# Help me plan my first not tiny freshwater fish tank.



## zaukul (Jul 11, 2006)

Hi, I'm a newcomer with only one very small tank and not much experience, but I'm going to be getting a larger tank in the near future. 

I'm leaning toward a 40 gallon long tank or a 55 gallon. I was hoping for some general advice on the tank and its contents: 

1. Is there a significant difference between the 40 Long and the 55? Will it change my setup significantly? Which do you recommend?

2. I am interested in getting some Rainbowfish, and I liked the look of the Boeseman's Rainbowfish, but I heard they are a bit bossy and not that easy to keep happy. Dwarf Neon Rainbows were recommended to me, are they easy to take care of?

3. I also want to get a small schooling fish. I heard that Zebra danios are good for a beginner and fun to watch, how many would be good to have in that size of tank? Or is there a better schooling fish?

4. What would be a good distribution of fish and inverts to go with the above? I'd like some bottom feeding fish in addition to some interesting invertebrates, like snails or something. Stocking tips would be appreciated.

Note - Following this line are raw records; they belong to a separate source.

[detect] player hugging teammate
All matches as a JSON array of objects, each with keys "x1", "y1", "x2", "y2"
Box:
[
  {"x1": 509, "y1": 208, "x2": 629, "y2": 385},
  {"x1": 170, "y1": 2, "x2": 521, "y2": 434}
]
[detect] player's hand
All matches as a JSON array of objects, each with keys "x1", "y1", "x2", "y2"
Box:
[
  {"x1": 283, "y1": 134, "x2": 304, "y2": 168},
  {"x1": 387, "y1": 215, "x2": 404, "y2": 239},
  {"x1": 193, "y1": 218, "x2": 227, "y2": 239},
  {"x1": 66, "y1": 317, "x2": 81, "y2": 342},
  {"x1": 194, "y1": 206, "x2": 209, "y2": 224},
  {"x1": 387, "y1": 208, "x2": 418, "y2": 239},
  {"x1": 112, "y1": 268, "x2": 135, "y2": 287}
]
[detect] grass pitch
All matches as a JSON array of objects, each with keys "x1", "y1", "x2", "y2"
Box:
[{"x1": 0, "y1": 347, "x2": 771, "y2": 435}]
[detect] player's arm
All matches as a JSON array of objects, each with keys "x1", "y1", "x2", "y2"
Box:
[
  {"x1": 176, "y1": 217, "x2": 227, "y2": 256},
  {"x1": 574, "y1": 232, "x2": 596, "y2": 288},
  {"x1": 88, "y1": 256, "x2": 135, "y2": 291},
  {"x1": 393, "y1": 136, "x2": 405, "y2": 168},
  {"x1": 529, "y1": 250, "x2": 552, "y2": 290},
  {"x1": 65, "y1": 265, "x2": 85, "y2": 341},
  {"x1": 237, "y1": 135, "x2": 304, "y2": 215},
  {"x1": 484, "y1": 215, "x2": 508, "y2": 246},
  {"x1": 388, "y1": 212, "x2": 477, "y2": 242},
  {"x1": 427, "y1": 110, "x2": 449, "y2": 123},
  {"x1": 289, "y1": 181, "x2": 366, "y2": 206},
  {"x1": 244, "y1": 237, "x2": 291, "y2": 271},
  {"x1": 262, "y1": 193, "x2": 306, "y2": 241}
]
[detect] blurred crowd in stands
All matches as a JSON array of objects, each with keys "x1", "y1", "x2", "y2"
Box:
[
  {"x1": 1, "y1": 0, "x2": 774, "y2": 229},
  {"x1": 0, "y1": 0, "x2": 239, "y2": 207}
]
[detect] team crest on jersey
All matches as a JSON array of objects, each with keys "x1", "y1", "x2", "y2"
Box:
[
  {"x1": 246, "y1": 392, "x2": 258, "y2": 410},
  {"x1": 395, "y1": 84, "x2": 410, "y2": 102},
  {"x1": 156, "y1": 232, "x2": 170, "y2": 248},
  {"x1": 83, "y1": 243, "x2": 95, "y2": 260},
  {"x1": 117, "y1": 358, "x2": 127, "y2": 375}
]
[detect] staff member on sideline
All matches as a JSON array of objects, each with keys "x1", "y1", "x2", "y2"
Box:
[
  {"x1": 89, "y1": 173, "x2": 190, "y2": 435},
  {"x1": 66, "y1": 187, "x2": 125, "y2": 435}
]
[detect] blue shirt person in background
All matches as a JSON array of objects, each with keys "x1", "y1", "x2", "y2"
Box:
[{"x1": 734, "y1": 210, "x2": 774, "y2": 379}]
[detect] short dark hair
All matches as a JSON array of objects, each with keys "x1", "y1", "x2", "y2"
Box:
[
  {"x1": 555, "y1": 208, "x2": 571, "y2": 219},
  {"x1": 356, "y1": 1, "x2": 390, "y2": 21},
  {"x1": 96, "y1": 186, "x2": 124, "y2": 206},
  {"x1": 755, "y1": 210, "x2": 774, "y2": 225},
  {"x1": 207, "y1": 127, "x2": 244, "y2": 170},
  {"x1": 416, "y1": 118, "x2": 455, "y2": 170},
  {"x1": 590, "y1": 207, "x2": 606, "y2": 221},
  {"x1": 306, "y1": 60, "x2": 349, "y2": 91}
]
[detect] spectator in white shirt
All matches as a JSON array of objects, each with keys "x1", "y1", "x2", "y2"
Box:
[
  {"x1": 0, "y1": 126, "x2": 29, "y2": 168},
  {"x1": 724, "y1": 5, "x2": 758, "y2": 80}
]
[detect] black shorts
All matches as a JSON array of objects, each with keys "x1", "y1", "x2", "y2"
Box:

5. I also want to put live plants in the tank, including a carpet plant. What type of plants are good for this type of tank, and what type of substrate is good for plants? 

6. I was thinking of getting an Emperor 280 filter. Will that provide all the filtration I need? Also does anyone have experience with it, and how does it compare to an aquaclear filter?

7. I want to put in a few rocks or some driftwood; can I just use any rocks I find if I clean them, or are there problems with that? Also, where can I get driftwood? Is there any way besides buying it from my LFS? 

Let me know if you need more information; I want to plan this tank out well so I don't make any mistakes. I'm willing to take it slow. Any and all advice is appreciated. I have read up on fishless cycling already, so no need to school me on that. 

Thanks for your help!


----------



## Ajreoandoeka (Aug 11, 2005)

I can't give you much advice, but in regards to the rocks, I know you have to be careful with putting just "any old" rock in there because certain types (limestone etc) can stain your water and I believe hurt your fish.

Sorry I can't answer any of your other questions very well, but that one jumped right out at me.


----------



## Guest (Jul 14, 2006)

Hello there, zaukul. Welcome to fishforums.com. Before I answer what questions I can, I have to ask...what does your screen name mean?

Okay, here's what I can answer:

1. I can't answer you as to the difference between a 40 long and a 55 other than to say 15 gallons. That being said, the more water, the better, in my opinion. Means more room for fish and more water stability.

3. Zebra Danios are a good beginner fish and are incredibly active. They're a bit small for my taste, but if that's not an issue, they'll make great, active additions to your aquarium. I'm not too great with numbers...I have to see it to tell if it's stocked correctly (one of my many weaknesses).

5. I'd try http://aquariaplants.com for a lot of good information. I'd also check out www.aquariumplants.com for more good information and a good list of beginner plants. If you're going to do a carpet plant, you'll need a lot of lighting (3 to 4 watts per gallon) and CO2 to have a really nice looking carpet. Seachem Flourite is a great plant substrate. I also hear good things about Eco Complete, though I've never used it myself.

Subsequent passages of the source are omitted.